Das Modell im Detail
Die genaue Zusammenstellung der hundert Direktmandate geht aus den 43 Wahlkreisen hervor. Je nach Bevölkerungsgröße, sollen ein bis drei Mandate pro Wahlkreis gewählt werden. Die Wähler bekommen dabei einen Stimmzettel, mit mehreren Abgeordneten-Kandidaten. Jeder Wähler kreuzt einen Kandidaten-Namen an, wobei die Stimme gleichzeitig auch für die jeweilige Partei gilt. Eine eigene Parteistimme soll es dadurch künftig nicht mehr geben. Die Kandidaten mit den meisten Stimmen bekommen das Direktmandat aus dem betreffenden Wahlkreis.

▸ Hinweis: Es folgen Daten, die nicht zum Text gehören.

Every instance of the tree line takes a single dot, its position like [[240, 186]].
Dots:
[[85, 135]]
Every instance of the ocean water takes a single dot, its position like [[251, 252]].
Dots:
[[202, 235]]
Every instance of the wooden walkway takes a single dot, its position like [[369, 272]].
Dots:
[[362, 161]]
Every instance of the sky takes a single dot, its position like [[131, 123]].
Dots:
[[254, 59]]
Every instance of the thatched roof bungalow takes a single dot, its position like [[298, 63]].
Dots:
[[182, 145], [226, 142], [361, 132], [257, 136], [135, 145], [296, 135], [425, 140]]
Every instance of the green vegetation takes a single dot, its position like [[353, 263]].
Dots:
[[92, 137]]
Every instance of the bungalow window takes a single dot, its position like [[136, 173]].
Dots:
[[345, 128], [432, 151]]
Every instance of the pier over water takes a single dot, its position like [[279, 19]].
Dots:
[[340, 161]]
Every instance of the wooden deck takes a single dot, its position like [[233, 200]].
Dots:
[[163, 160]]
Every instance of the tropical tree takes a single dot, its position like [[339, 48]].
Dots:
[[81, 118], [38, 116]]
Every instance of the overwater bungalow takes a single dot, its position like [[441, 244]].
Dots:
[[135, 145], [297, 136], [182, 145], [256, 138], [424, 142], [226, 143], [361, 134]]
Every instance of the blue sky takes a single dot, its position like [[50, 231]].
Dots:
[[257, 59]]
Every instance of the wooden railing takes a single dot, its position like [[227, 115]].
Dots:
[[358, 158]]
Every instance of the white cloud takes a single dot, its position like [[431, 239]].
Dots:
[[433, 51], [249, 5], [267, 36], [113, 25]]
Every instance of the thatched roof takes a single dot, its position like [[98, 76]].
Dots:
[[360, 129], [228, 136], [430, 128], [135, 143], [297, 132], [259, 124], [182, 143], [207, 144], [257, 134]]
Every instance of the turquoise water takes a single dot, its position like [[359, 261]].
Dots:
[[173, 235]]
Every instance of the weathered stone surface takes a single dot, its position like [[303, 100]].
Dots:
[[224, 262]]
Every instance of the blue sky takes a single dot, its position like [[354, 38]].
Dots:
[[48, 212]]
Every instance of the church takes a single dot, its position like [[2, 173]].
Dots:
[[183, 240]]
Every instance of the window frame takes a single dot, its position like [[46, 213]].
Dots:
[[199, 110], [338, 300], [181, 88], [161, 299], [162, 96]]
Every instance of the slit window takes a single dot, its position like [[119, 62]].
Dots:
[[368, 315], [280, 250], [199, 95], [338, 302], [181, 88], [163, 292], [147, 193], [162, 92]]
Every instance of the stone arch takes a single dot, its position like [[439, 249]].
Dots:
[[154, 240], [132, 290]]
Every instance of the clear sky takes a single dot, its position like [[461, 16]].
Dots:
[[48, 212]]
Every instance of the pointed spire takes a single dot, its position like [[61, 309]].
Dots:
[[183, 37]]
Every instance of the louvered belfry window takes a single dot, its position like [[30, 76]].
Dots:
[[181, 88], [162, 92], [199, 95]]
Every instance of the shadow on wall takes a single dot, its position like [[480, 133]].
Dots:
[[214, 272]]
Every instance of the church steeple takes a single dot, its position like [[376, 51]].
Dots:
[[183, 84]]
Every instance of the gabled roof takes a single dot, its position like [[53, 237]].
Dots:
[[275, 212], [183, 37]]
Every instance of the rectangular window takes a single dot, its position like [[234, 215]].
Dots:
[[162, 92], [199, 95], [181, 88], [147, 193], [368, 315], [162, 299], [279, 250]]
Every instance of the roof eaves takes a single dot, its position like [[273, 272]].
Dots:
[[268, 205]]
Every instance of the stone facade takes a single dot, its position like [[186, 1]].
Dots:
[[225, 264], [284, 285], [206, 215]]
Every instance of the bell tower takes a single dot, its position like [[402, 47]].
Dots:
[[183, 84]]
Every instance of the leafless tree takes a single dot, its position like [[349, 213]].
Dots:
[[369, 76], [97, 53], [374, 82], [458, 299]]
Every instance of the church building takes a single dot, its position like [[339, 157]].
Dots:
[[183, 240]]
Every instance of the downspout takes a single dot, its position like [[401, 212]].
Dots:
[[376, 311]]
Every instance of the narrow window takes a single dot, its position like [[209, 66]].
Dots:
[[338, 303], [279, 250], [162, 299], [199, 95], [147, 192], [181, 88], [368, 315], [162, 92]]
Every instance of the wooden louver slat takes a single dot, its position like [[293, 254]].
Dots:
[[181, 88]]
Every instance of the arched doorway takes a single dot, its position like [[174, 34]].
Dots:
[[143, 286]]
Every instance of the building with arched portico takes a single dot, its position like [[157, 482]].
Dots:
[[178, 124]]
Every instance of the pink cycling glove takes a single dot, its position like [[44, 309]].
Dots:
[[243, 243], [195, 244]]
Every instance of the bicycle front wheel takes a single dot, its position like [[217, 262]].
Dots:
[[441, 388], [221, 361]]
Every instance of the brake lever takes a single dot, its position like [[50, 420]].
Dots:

Im zweiten Schritt werden alle Kandidatenstimmen den jeweiligen Parteien zugeordnet und gezählt, wobei die Direktmandate bereits angerechnet werden. Der Rest der Nationalratsmandate wird entsprechend der Parteistärken über Landes- und Bundeslisten vergeben. Durch das neue Modell sollen die Politiker den Wählern wieder stärker verpflichtet sein: „Es soll wieder eine direkte Bindung zwischen Politikern und seinen Wählern geben. Einen Mandatar, den die Wähler für korrupt halten, werden sie nicht wählen.“

 

 Musiol: Viele Fragen bleiben offen
Abg. Daniela Musiol: "Sind gespannt, ob sich Kurz gegen die Direktdemokratie-Blockierer in seiner eigenen Partei durchsetzen wird können."
Wien (grüne) - Dass mit Sebastian Kurz in seiner Funktion als JVP-Chef zum ersten Mal jemand aus den Reihen der ÖVP, die sich bis heute in Sachen mehr direkte Demokratie nur als "Blockierer" präsentiert hat, über diesen "schwarzen Schatten" springt und einen konkreten Vorschlag für die Stärkung der direkten Demokratie auf den Tisch legt, wird von der Grünen Verfassungssprecherin NAbg. Daniela Musiol "positiv registriert": "Freilich bleibt abzuwarten, ob sich Kurz damit in den ÖVP-Blockierer-Reihen durchsetzen kann", sagt sie zu Kurz' Vorschlag, verpflichtende Volksabstimmungen ab einer Beteiligung von zehn Prozent der Wahlberechtigten einzuführen: " Aus unserer Sicht müsste dafür jedoch die gleiche Hürde (4%) gelten, wie sie für eine wahlwerbende Liste gilt, die in den Nationalrat einziehen will. Ein Grüner Vorschlag zur Verbesserung der Direkten Demokratie liegt bereits in Form eines Antrages seit Monaten dem Parlament vor. Die ÖVP kann bereits im nächsten Verfassungsausschuss zeigen wie ernst sie es mit diesen Reformen meinen", so Musiol.

Zur Ankündigung des JVP-Chefs, Online-Partizipationsmöglichkeiten ausbauen zu wollen, erinnert Musiol erstens daran, dass dies nach hartem Grünen Kampf nun bereits bei den neuen Europäischen BürgerInneninitiativen ab 1. April möglich ist: "Bei Wahlen jedoch hat der Verfassungsgerichtshof erst letztes Jahr nach dem E-Voting-Desaster bei den ÖH-Wahlen festgestellt, dass es bis jetzt keine (technischen) Möglichkeiten gibt, das persönliche und geheime Wahlrecht sicherzustellen: So lange die Technologie keine Sicherheit liefern kann, heißt es: Finger weg davon!"

Kritischer äußert sich Musiol zu Kurz' Wahlrechtsänderungsvorschlägen: "Hierbei sind noch viele Fragen offen", so die Grüne Verfassungssprecherin: "Es entspricht nicht meinem Verständnis, Demokratiereformen ausschließlich in irgendwelchen Parteigremien zu erfinden", appelliert sie daran, "im Parlament gemeinsam Reformen zu diskutieren und zu entwicklen, damit nicht immer das jeweilige Parteiinteresse die Perspektive vorgibt. Entscheidend ist vor allem was aus Sicht der WählerInnen notwendig ist um gut zusammengesetzte Parlamente zu erhalten" Musiol erinnert daran, dass Nationalratspräsidentin Prammer eine diesbezügliche Initiative angekündigt hat - eine konkrete Einladung zu einem solchen Allparteien-Termin steht jedoch leider noch aus.